Prediction of the classification, labelling and packaging regulation H-statements with confidence using conformal prediction with N-grams and molecular fingerprints.

Journal: Current research in toxicology
Published Date:

Abstract

Effective chemical hazard labelling systems are essential for safeguarding human health and the environment as a result of widespread chemical use, and machine-learning models can be used to predict hazard labels efficiently and reduce the use of animal tests. This investigation shows the utility of N-grams and other fingerprint featurization procedures for predicting classification, labelling and packaging (CLP). Regulation H-statements, particularly in an ensemble (consensus) setting. Consensus modelling by class or Conformal Prediction median p-values seems to be particularly advantageous in order to obtain both high conformal prediction validity and efficiency as well as good balanced accuracy, sensitivity and specificity. Utilization of the N-grams allows handling of all symbols in SMILES strings including those related to metals and salts that may be important for the compounds to exhibit their experimental determined toxicities.
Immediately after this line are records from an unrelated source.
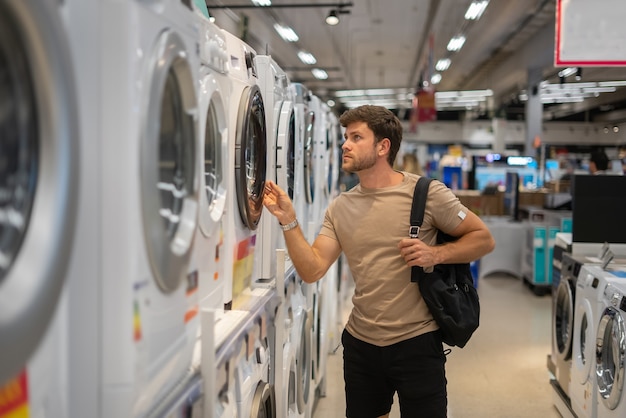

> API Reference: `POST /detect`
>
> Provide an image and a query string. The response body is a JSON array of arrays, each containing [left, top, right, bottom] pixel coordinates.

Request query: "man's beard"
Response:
[[341, 152, 376, 173]]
The models developed in this study are efficient tools to access hazard classification H-statements of chemicals, which can be useful for chemical hazard assessment, read-across as well as risk management.

Authors

  • Ulf Norinder
    Swetox, Unit of Toxicology Sciences , Karolinska Institutet , Forskargatan 20 , SE-151 36 Södertälje , Sweden.
  • Ziye Zheng
    Cytiva, Björkgatan 30, 75 323 Uppsala, Sweden.
  • Ian Cotgreave
    Chemical and Pharmaceutical Safety, Research Institute of Sweden (RISE), Forskargatan 18, 15 136 Södertälje, Sweden.

Keywords

No keywords available for this article.